I think I’ve fallen for a guy who is getting married in 7 months. It started out as fuck buddies. I knew the deal from the beginning and was OK with that. He turned out to be a lot more sensitive and sweeter then I ever thought his tough exterior would let him admit to.
BUT alas he has the 2.5 kids and the (practically) wife at home and has made himself completely clear that there is no way he will leave her for me or anyone else. Yet in the same breathe he will tell me he thinks of me constantly and that he has caught feelings for me. Until he told me that I was ok just thinking it was me who was starting to feel something.
I know this is classic wanting his cake and eating it to and every inch of me screams to run away from this but I don’t want to.

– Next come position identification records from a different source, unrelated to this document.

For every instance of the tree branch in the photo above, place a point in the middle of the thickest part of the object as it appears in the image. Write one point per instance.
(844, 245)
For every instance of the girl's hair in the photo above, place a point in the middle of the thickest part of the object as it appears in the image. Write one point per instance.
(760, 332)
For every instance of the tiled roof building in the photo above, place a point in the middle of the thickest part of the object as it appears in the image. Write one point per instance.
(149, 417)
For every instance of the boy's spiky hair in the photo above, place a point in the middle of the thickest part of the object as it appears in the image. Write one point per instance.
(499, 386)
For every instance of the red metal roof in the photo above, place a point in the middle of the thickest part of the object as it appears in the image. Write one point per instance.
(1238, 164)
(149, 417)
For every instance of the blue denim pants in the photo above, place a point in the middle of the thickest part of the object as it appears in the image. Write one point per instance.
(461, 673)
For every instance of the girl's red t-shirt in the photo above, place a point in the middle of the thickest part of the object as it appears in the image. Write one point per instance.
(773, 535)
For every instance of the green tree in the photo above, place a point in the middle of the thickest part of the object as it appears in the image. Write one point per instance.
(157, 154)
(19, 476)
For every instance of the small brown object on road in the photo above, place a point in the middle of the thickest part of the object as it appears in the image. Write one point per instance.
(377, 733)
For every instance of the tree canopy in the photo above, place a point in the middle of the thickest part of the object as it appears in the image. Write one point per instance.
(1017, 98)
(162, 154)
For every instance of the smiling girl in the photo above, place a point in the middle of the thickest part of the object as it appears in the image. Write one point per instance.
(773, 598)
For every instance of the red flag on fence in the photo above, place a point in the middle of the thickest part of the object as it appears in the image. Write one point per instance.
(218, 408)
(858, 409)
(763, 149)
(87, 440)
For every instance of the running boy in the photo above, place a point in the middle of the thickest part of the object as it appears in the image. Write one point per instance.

I’m a reasonably intelligent female who has been around the block more then her share of the time and I just know no good can come of this but yet still i subject myself to it.
Sexually he is by far the best lover I have ever had and I think he feels the same way. Shame he made the choices he made earlier on in life cause I think we fit pretty well together. So I just told him this fling will be over one month before his wedding and that will be the last day we speak to each other. Secretly I hope he leaves her. On the other hand there is no way I could be in a relationship with him even if he did leave her because I couldn’t trust him (kinda ironic cause he cheated on his ex wife with his current fiancee, oy vey!)